不動産を売買した場合の税金について

不動産を売買する場合に注意しなければいけない点が税金です。課税される税金は取得時と売却時によって異なり、取得時には消費税や印紙税、不動産取得税、登録免許税を負担しなければならず、売却時には取得時と同じく消費税や印紙税、所得税、住民税を負担します。しかし、中には条件を満たせば課税されない税金や、あるいは売却前に対策をしておく事で節税に繋がる税金もあり、その代表的なものが消費税です。これは、国内において事業者が対価を得て行った取引(資産の譲渡やサービスの提供)に対して課税される税金である為、例えば個人が居住用の住宅を売却した場合などは課税されませんが、投資用のマンションなど事業用として売買した場合は課税されます。なお、課税事業者に該当しない場合は課税されません。

取得時に課税される税金と節税方法

取得時に課される税金は前述のとおりであり、消費税は仲介手数料や司法書士報酬などに課税されますし、印紙税は売買契約書に対して課税され、契約書に貼付、消印する事で納付します。さらに、不動産の取得に対して取得税が、登記に対して登録免許税が課税され、固定資産税評価額にそれぞれの税率を乗じて税額を求めます。また、取得時できる節税方法には、住宅借入金等特別控除(住宅ローン控除)や認定住宅新築等特別控除、相続時精算課税による非課税枠などがあります。特に住宅ローン控除は代表的な節税方法であり、一定の要件を満たす時に年末の住宅ローン残高の1%相当額が所得税と住民税から控除される制度です。相続時精算課税は、生前に資産を贈与した場合に課される贈与税に非課税枠を設け、相続時に税金をまとめて(精算して)計算する制度であり、贈与による取得時に活用できます。

売却時に課税される税金と節税方法

売却時には、売却益が生じた場合に所得税と住民税が課税され、売却価格から不動産の取得費と譲渡費用、特別控除の特例に該当する場合の特別控除額を差し引いて譲渡所得を計算し、それに所有期間に応じた税率を乗じて税額を求めます。
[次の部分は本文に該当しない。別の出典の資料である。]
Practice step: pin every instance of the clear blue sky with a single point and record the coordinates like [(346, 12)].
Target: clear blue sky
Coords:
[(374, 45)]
特に居住用の住宅を売却した場合の特別控除額は、譲渡所得から三千万円を差し引ける為、節税効果の高い方法と言えます。また、取得時と異なり、売主は売却時の売買契約書を使用する機会がほぼありませんので、契約書の写しを保管する契約にすれば印紙税の課税対象とはならず節税となります。また、買主と双方で負担する事が原則である登録免許税も一般的な商慣習から買主が全額を負担する事になりますので、売却時に負担する事はありません。つまり、前述の消費税と含めると、売却時に課される税金は売却益が生じた場合の所得税と住民税のみとなります。